Epistemologically, by only welcoming those whose ideas fall in line with their own, mainstream feminists not only denies themselves the ability to grow, but also the experiences and skill sets important to achieve its end states. Moreover, the rejection of new and dissenting ideas also takes away some of its credibility of becoming a welcoming organization. If feminism asks of men to listen to women, then the movement in itself must also listen to men – and women – who come to it with genuine interests and support, but may not share the same ideas
The world isn’t black and white; it does not consist of only good and evil; and, most certainly, it’s not about us vs. them. It consists of various ideas, some good, some bad, and we ought to focus on the ideas that work best, rather than whether someone working alongside us, for the greater good of the world, agrees with us.
In all, the fallout experience between GMP and Hugo is a “fail forward” experience.
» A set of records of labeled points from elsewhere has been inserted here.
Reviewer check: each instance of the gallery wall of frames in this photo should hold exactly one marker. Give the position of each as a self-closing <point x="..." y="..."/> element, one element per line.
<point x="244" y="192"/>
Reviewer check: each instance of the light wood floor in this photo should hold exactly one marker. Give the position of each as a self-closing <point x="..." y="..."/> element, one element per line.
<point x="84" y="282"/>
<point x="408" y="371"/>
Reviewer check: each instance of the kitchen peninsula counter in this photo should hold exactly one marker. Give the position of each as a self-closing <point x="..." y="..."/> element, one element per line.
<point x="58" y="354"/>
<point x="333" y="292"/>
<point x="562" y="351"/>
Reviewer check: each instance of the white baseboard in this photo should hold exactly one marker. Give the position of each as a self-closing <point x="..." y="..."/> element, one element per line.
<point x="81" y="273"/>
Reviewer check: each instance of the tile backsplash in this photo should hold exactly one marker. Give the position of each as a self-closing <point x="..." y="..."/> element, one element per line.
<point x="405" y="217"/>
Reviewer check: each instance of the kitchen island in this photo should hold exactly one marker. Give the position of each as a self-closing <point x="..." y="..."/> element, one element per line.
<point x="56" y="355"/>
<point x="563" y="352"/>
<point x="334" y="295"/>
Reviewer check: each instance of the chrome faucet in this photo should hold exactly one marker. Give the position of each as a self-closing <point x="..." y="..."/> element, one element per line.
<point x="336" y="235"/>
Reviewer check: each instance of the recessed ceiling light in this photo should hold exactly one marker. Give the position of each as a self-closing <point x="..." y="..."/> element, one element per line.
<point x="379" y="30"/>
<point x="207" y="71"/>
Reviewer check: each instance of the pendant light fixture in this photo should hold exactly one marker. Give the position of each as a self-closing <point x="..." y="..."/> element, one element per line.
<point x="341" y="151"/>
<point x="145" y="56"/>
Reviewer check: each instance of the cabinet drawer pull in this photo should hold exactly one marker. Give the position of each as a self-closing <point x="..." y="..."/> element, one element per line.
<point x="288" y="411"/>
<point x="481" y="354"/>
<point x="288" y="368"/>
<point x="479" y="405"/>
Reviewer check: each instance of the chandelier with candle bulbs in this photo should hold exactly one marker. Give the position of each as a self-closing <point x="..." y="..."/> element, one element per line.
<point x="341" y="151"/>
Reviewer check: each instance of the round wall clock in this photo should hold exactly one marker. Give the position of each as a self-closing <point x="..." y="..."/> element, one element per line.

It can serve as a learning experience. It can allow all feminists to look within themselves and ask not whether others agree with them, but whether the practices and cultures within the movement are best for gender equality. Until it does that, until it chooses to welcome all ideas, and condemn bad ideas regardless of from whom such ideas came, and allows the men and women within the movement to share ideas that might not necessarily reflect the conventional viewpoints and theories of feminism, it will have shortchanged itself, and even more, will have shortchanged the people it wishes to help.